The exact mechanics of all this are still not clear but should be coming out in the near future. Some things are clear however, more clear indeed than they have been for years. Clarity has been established on a number of subjects.

1. Rome has run out of patience with the Anglican Communion. The old dream of Anglican Catholic corporate reunion is now dead. Any bloviating from Rowan Williams notwithstanding this is an earthquake that spells the end of the Anglican Catholic dialogue as it has been run for decades. No this does NOT mean Rome will no longer talk to the Anglican Communion. They will certainly do so. Just as they talk to Jews, Mohammedans and Buddhists. But the goal is no longer reunion. It will simply be mutual tolerance.

2. Conservative Anglo-Catholics now have a refuge from the lunacy in the Anglican Communion. This means the internal politics in that communion are now going to have to take into account the new reality. On which note I find it curious that the CofE made what some saw as the almost inexplicable decision within the last week or so to postpone the ordination of women bishops and reconsider the protections which they were going to offer to those who could not in conscience accept ministry from female clergy. Coincidence? We think not.

3. Likewise this is going to have effects and ramifications within the so called Anglican Continuum. It is no secret that the Anglo-Catholic component of the recently founded ACNA has been profoundly uncomfortable being in communion with female clergy and having a primate who supports W/O. Many of these have been in discussions with Met. +Jonah of the Orthodox Church in America. This will add a new element to that already complicated scene.

4. The Roman Catholic Church is going to feel the effects of this as well. The TAC by its own (possibly inflated) estimate has around a half million members. That is more than many of the sui juris uniate Eastern churches in communion with Rome. While Rome has been very careful to avoid referring to this new arrangement as a separate church within the broader Papal communion, it looks like it is going to come very close to that in fact, if perhaps not name.

The potential absorption over the coming years of in excess of 500,000 High Church Anglicans is likely to have broad implications in everything from church discipline on clerical celibacy to liturgy. The Anglicans have a long history of a married clergy. How that is going to work out remains to be seen. They (the High Church wing) also have a liturgical tradition that at least since the disaster of the post Vatican II era is frankly more Catholic than anything Rome has seen in decades. I can not believe that Pope +Benedict, a renowned theologian who has written extensively on the important connection between liturgy and faith, did not have this in mind when preparing his invitation to traditional Anglo-Catholics.

I suspect that the only people who will be as unhappy as Rowan Williams over this will be many of the Roman Catholic bishops and 60's era guitar and folk Mass types, especially in English speaking countries.

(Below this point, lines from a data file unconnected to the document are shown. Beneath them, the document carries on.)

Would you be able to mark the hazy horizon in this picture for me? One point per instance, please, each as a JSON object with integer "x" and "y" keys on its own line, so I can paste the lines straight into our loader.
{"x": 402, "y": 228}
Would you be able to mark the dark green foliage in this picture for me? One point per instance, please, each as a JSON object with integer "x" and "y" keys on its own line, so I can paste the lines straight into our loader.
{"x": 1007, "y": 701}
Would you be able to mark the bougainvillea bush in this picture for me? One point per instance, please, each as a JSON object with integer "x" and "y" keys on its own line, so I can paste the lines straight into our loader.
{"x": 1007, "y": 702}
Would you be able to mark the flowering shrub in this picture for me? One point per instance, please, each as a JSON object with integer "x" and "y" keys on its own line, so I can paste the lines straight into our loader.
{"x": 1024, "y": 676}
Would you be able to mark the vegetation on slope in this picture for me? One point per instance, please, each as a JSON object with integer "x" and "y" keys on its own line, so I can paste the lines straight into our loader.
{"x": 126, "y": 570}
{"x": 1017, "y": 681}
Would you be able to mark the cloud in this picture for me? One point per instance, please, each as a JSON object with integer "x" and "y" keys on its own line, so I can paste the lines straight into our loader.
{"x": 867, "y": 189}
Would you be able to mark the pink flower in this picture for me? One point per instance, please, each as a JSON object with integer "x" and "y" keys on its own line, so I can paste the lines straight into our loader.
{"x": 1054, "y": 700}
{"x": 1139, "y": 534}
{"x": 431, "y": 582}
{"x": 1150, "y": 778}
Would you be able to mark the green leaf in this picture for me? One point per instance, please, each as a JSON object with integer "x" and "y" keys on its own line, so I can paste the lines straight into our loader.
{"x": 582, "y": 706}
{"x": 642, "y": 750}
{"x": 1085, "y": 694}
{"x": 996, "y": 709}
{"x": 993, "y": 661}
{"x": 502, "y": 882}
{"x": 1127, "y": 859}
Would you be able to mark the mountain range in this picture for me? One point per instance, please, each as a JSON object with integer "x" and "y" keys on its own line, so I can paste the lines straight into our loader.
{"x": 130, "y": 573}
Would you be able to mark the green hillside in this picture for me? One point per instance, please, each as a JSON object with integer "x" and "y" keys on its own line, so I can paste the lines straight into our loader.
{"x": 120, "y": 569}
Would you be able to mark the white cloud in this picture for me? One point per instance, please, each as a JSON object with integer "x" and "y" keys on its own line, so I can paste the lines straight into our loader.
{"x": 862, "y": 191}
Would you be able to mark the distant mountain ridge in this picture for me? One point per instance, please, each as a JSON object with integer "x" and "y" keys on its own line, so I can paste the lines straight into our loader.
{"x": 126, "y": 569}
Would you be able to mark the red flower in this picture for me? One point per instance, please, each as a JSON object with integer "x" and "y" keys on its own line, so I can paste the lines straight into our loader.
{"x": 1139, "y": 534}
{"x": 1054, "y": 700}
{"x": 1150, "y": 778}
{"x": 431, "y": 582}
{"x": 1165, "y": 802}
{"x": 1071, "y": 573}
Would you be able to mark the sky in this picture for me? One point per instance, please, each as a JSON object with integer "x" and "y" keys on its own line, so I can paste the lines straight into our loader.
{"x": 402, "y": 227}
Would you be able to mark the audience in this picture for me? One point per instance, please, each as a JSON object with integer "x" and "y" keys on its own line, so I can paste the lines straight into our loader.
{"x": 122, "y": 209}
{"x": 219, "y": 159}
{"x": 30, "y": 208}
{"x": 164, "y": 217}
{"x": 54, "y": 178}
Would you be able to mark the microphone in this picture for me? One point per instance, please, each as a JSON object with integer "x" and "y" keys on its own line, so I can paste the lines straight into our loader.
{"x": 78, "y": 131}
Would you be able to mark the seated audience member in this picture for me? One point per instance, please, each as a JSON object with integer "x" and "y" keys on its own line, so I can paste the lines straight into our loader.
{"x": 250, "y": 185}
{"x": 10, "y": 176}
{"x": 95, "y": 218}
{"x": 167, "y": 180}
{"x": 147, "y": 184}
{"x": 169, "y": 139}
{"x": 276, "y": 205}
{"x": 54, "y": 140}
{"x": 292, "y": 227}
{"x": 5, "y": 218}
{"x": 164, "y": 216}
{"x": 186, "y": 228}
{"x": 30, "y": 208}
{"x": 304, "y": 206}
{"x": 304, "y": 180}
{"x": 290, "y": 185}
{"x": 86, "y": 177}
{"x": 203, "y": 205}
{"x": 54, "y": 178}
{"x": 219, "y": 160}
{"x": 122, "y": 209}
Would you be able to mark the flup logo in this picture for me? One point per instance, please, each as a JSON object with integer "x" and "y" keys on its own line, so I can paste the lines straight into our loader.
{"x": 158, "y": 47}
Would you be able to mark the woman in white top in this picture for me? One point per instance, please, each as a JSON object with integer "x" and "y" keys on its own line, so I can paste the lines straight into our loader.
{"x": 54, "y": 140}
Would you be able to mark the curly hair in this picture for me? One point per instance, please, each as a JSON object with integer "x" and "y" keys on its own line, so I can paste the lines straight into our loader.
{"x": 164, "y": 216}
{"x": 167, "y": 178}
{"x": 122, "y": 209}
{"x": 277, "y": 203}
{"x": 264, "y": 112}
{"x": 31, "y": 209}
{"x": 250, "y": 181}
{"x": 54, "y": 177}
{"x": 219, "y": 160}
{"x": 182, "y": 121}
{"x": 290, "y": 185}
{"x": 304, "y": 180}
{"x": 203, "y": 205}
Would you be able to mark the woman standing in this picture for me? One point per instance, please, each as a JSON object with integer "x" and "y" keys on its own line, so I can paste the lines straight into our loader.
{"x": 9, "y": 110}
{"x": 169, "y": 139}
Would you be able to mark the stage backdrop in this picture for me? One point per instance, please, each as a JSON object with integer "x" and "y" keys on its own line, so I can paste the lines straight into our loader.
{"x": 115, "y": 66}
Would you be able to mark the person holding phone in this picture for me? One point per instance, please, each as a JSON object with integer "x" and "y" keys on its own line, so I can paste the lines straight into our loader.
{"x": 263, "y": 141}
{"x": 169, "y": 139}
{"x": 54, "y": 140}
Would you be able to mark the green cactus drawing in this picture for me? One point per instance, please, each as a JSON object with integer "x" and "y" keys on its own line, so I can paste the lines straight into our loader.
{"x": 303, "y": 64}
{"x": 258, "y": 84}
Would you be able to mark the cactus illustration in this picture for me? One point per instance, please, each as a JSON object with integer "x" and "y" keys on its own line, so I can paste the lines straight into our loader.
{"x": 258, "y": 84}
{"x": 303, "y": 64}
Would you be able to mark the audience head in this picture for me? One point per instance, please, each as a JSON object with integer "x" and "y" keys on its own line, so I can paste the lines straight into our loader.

For now, I am prepared to suspend my generally hostile sentiments towards uniatism. Since the Anglican Communion jumped off a theological cliff several decades ago when they started ordaining women, and appear to still be in free fall, I believe the Pope acted correctly from a Roman Catholic perspective. It is obvious to anyone with more than 2 brain cells firing off at the same time that the Anglican Communion is lost to the catholic tradition and thus no hope of corporate reunion can be rationally entertained. In the final analysis this is the requiem for the dream of Pope Paul VI and Archbishop Ramsey of a full blown Anglo-Catholic reunion.

Memory Eternal.

19 comments:

Matthew the Curmudgeon said...

AMEN! As I posted on another blog, this is still an opportunity for the OCA to open up to a Western Rite as Antioch and ROCOR have. Not all AngloCatholics will be comfortable with Rome and may look to Orthodoxy for an open arm invitation. What happens in the Roman Church should be watched carefully and not make any missteps they might make but use what works.
I saw a photo of Archbishops Nichols and Williams - the look on the face of the ABC is one of shock and dazed and confused. Way to go Pope Benedict XVI!

Anonymous said...

Second the sentiment for OCA to open up the the Western Rite. I know very few Anglicans personally who are comfortable with papal dogmas, but many who still identify as little 'c' catholics.

Chris Jones said...

I'd be delighted if the OCA would allow Western Rite parishes, but I can't see how it would add anything to the mix that isn't already there. Anglo-Catholics who want to become Western-Rite Orthodox have long had the opportunity to do so under the omophorion of Antioch. The Antiochian Archdiocese has been very welcoming and very flexible towards prospective WR converts (some might say too much so), but comparatively few Episcopalians have shown much interest in it. Among the recent congregations to come into the WR Vicariate, most seem to have been from non-Episcopalian groups (Lutheran, CEEC, and continuing Anglicans).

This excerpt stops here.